Yesterday’s viewing of Saving Mr. Banks reminded me once again that the lead performances that win the most applause are (a) almost always from name-brand actors and (b) those that they haven’t stretched or reached for but have relaxed into like an old shoe. We all respect and admire the effort and artistry that goes into an exotic transformational performance, but most of the time we prefer the company of “friends” whom we’ve come to know and feel comfortable with. This is what movie stars do, and why we pay to see them in films and will often praise their “performances”, when in fact they’re mainly just sharing with us in a way that we like. They’re using a little bit of vocal or body English to pass along a feeling of “performing” and that’s fine, but we’re mostly paying for an agreeable hang-out.
In short, movie stars basically play themselves, and that’s all we want them to do. The movie-star performances that win Oscars tend to be those in which the consensus is that “this is the best fit yet — the most natural and filled-out act of self-portraiture this or that actor has ever given us.”

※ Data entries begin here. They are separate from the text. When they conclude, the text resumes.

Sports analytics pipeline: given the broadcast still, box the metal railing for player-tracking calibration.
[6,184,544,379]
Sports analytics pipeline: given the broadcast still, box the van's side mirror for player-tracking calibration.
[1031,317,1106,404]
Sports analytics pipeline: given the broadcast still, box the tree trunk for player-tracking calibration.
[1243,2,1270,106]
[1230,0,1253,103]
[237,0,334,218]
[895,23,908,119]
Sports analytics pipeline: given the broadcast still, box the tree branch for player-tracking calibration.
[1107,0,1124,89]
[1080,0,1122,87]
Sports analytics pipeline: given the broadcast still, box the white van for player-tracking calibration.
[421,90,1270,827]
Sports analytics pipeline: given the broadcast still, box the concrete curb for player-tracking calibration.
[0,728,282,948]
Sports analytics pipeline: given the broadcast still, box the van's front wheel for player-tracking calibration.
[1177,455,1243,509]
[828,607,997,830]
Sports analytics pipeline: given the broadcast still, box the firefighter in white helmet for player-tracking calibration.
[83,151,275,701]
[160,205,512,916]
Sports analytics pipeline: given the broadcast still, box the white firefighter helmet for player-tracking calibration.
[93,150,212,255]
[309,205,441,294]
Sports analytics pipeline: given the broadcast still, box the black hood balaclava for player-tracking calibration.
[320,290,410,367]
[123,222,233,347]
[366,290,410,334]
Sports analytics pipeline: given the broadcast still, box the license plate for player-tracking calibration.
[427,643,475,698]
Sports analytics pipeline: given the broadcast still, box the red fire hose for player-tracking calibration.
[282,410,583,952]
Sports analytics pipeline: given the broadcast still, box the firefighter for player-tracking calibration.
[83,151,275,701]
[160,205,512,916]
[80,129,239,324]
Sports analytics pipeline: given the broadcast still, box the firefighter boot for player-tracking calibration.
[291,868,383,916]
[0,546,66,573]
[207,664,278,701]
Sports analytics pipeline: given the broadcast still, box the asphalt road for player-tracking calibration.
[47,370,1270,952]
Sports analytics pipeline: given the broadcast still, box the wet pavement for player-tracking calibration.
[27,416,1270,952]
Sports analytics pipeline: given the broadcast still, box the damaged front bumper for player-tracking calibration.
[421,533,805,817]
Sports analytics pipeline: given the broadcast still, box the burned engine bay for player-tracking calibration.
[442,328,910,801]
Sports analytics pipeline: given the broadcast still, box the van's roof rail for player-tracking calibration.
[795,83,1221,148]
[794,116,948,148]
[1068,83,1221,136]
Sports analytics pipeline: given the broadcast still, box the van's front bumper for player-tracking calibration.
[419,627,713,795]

In yesterday morning’s “What, Me Cancer?” piece, I referenced remarks attributed to Saving Mr. Banks star Tom Hanks during Saturday night’s BAFTA tribute about how Disney execs refused to allow any images of Walt Disney, a three-pack-a-day man until his death from lung cancer in late 1966, smoking in the film. Hanks said there was a “negotiation” about whether or not he could be filmed holding a lit cigarette in a scene, and that the decision was that “he could not.” Actually the film does include a very brief bit in which Hanks/Disney is shown stubbing a butt out in an ashtray. Not holding it or inhaling, God forbid, but at least you can see a flash of a cigarette and a thin plume of smoke before Hanks extinguishes it. So the negotiations yielded something, at least.